The (Lack Of) Gender Equality Paradox
Chances are that the Gender Equality Paradox is not real, and such findings--even if true-- tell us nothing about gender neutrality.
When deliberating upon the matter of group disparities and their underlying determinants, it is not uncommon for certain assertions to posit the predominant influence of genetics in the emergence of such distinctions. Advocates of genetic perspectives have advanced arguments about racial differentials in cognitive aptitude (e.g., Levin, 1997; Jensen, 1988; Bronski, 2023; cf., Schwartz, 1974; Adams, Ghodsian, and Richardson, 1976), variances in mate preferences between sexes (Black, 2023), and, pertinent to the scope of this article, disparities in traits and choices between genders (e.g., Levin, 1987).

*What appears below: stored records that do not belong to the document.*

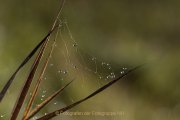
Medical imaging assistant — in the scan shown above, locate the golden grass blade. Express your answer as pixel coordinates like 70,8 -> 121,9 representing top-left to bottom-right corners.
22,24 -> 58,120
24,80 -> 73,120
37,64 -> 144,120
22,0 -> 65,119
11,29 -> 55,120
0,29 -> 54,102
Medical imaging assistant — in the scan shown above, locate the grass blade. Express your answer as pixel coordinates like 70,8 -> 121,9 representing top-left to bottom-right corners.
37,64 -> 144,120
11,34 -> 51,120
0,29 -> 54,102
23,0 -> 65,119
24,80 -> 73,120
23,24 -> 58,120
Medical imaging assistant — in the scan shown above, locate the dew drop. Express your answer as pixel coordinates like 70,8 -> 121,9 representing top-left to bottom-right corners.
123,68 -> 127,70
58,70 -> 62,73
55,111 -> 60,115
73,43 -> 78,47
43,90 -> 46,93
92,57 -> 96,61
50,63 -> 54,67
101,62 -> 106,65
121,71 -> 124,74
63,70 -> 68,74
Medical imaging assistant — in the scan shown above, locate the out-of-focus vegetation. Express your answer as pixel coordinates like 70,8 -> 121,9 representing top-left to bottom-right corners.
0,0 -> 180,120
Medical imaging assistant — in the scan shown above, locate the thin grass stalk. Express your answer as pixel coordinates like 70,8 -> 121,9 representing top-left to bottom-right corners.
22,25 -> 60,120
11,43 -> 44,120
37,65 -> 142,120
22,0 -> 65,119
24,80 -> 73,120
0,29 -> 54,102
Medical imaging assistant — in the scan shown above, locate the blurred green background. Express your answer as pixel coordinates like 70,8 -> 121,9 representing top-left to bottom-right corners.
0,0 -> 180,120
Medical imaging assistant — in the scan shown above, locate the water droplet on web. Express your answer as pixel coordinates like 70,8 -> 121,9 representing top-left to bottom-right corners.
73,43 -> 78,47
41,95 -> 46,98
92,57 -> 96,61
50,63 -> 54,67
123,68 -> 127,70
111,72 -> 116,78
55,111 -> 60,115
121,71 -> 124,74
58,70 -> 62,73
63,70 -> 68,74
43,90 -> 46,93
101,62 -> 106,65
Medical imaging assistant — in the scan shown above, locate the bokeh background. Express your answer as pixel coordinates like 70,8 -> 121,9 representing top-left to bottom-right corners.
0,0 -> 180,120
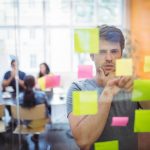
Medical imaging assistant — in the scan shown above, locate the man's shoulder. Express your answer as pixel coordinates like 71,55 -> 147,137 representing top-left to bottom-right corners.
70,79 -> 97,90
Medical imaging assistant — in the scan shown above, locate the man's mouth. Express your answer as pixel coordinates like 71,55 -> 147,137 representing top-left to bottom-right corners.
103,65 -> 114,71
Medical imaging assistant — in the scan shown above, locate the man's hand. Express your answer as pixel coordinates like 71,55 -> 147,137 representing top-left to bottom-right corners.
11,69 -> 16,78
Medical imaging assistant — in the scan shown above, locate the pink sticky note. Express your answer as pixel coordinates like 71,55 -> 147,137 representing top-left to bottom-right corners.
111,117 -> 129,126
45,75 -> 60,88
78,65 -> 93,79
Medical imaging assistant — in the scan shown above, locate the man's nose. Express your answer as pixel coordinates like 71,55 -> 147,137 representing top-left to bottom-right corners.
106,52 -> 112,62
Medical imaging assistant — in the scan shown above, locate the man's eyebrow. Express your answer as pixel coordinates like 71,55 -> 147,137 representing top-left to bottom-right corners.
111,48 -> 119,51
99,49 -> 107,51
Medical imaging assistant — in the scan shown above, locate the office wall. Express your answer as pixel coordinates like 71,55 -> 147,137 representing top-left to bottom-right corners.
130,0 -> 150,150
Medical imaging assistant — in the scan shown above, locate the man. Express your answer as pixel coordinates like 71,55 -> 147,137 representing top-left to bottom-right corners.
67,25 -> 150,150
2,60 -> 25,92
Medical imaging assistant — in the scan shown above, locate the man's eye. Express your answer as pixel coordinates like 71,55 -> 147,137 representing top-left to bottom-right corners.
111,50 -> 118,54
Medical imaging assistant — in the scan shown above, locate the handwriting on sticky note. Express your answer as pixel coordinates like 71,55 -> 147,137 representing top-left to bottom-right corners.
78,65 -> 93,79
74,28 -> 99,53
116,58 -> 133,76
111,117 -> 129,126
73,91 -> 98,116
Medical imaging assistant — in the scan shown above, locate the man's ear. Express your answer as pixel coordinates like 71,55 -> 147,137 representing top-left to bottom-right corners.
90,54 -> 94,61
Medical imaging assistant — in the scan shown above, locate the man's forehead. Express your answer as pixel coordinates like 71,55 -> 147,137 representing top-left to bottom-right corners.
100,39 -> 121,50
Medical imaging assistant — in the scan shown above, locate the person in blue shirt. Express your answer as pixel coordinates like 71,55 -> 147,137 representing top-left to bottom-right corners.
19,75 -> 51,141
2,60 -> 26,93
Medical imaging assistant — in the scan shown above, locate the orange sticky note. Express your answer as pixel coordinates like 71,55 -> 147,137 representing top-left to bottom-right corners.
144,56 -> 150,72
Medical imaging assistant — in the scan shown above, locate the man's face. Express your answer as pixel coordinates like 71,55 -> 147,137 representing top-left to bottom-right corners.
92,39 -> 122,75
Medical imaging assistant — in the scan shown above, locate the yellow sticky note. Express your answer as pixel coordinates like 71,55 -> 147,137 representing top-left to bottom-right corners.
132,79 -> 150,102
116,58 -> 133,76
38,77 -> 46,91
144,56 -> 150,72
134,110 -> 150,132
73,91 -> 98,115
74,28 -> 100,53
94,140 -> 119,150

Utilizing insights derived from studies on the Gender Equality Paradox (GEP, hereafter), it’s been argued that sex differences in multiple aspects are largely a result of genetics, primarily because sex differences increase, not decrease, in “egalitarian” societies. GEP study findings are in direct contrast with social role theory, which argues that people — in this case, men and women — are expected to behave in socially defined social roles (Bosak, 2018). As one commentator perfectly put it, “It's like sex differences. The more egalitarian a society becomes, the more of the differences we see are genetic” (in Bronski: see comment section). Such claims rooted in genetics aren’t uncommon and perverse evolutionary psychology (e.g. Buss and Wood 1999; c.f.: Shackelford, Schmitt, and Buss, 2005; Alice and Wendy, 1999), where the GEP studies tend to come from.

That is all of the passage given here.